Published on
20/11/2025 – 14:36 GMT+1
The Christmas market in the German city of Magdeburg was opened on Thursday, nearly a year after it was the scene of a car-ramming attack that killed six people.
More than 140 merchants opened their stalls, selling candles, wool hats, candied almonds, mulled wine and other Christmas treats, German news agency dpa reported. The market also has a Ferris wheel and an ice rink.
“Expectations are hopeful, naturally with the utmost respect for what happened last year, and we simply hope that people will rediscover their Christmas market,” Paul-Gerhard Stieger, the managing director of the Magdeburg Christmas Market GmbH, told RTL Television.

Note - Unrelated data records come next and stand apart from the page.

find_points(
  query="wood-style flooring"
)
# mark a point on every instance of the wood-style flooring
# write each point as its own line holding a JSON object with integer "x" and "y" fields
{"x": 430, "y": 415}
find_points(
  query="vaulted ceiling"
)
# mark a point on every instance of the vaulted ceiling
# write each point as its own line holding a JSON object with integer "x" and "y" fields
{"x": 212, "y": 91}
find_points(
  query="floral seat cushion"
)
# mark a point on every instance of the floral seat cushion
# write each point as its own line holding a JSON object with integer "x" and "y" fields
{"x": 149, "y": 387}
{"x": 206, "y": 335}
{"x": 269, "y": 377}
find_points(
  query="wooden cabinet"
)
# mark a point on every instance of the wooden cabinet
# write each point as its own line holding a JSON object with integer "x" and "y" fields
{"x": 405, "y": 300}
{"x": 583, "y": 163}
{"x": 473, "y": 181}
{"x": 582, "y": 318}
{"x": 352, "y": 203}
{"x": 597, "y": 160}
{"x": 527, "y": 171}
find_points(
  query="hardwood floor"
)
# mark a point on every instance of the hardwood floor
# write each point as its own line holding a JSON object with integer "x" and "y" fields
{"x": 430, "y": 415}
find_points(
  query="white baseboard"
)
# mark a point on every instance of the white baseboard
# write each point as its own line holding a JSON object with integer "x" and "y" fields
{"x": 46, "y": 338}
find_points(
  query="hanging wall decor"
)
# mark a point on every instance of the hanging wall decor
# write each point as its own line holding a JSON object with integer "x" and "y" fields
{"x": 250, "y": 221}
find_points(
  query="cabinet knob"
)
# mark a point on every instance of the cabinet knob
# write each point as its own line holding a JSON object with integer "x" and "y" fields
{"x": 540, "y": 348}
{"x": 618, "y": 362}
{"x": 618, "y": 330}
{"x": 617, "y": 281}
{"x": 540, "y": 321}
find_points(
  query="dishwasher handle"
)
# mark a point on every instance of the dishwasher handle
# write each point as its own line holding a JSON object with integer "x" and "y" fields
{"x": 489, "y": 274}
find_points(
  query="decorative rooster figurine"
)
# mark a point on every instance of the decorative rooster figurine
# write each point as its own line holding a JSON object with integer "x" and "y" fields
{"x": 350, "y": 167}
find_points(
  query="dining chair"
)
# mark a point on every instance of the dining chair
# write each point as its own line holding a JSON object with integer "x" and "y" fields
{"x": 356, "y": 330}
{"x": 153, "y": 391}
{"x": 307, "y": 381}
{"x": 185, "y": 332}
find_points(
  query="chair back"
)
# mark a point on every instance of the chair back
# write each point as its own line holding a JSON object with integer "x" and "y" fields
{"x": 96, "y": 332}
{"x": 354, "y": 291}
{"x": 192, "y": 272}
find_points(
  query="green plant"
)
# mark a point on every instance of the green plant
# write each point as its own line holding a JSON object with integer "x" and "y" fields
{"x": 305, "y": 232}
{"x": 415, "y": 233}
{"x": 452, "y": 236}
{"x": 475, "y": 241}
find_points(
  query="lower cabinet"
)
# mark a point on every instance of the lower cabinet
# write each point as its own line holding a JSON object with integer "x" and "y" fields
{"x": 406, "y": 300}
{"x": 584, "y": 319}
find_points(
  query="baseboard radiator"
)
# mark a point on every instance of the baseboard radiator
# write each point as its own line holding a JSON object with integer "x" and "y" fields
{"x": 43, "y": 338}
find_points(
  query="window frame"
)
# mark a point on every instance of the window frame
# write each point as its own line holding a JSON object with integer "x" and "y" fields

Following discussions about the sufficiency of the market’s security earlier this month and a preliminary refusal by state officials to grant approval for the opening, the city and organisers made further improvements to boost safety measures.
After last year’s attack, which investigators have said was carried out with a rented BMW X3 that reached speeds of up to 48 kph during the rampage, there had been criticism that the security precautions were inadequate.
At least €250,000 was invested in new security systems, including concrete blocks that are supposed to keep cars from entering the market, dpa reported.
Five women and a boy died and many others were injured in the 20 December attack last year that lasted just over a minute.
Earlier this month, the suspect went on trial on murder charges.
Taleb al-Abdulmohsen, a 51-year-old Saudi doctor, has been charged with six counts of murder and 338 of attempted murder in the trial at the Magdeburg state court, for which sessions have been scheduled until March.
He faces life imprisonment if convicted.
Christmas markets are a huge part of German culture as an annual holiday tradition cherished since the Middle Ages and successfully exported to much of the rest of the world.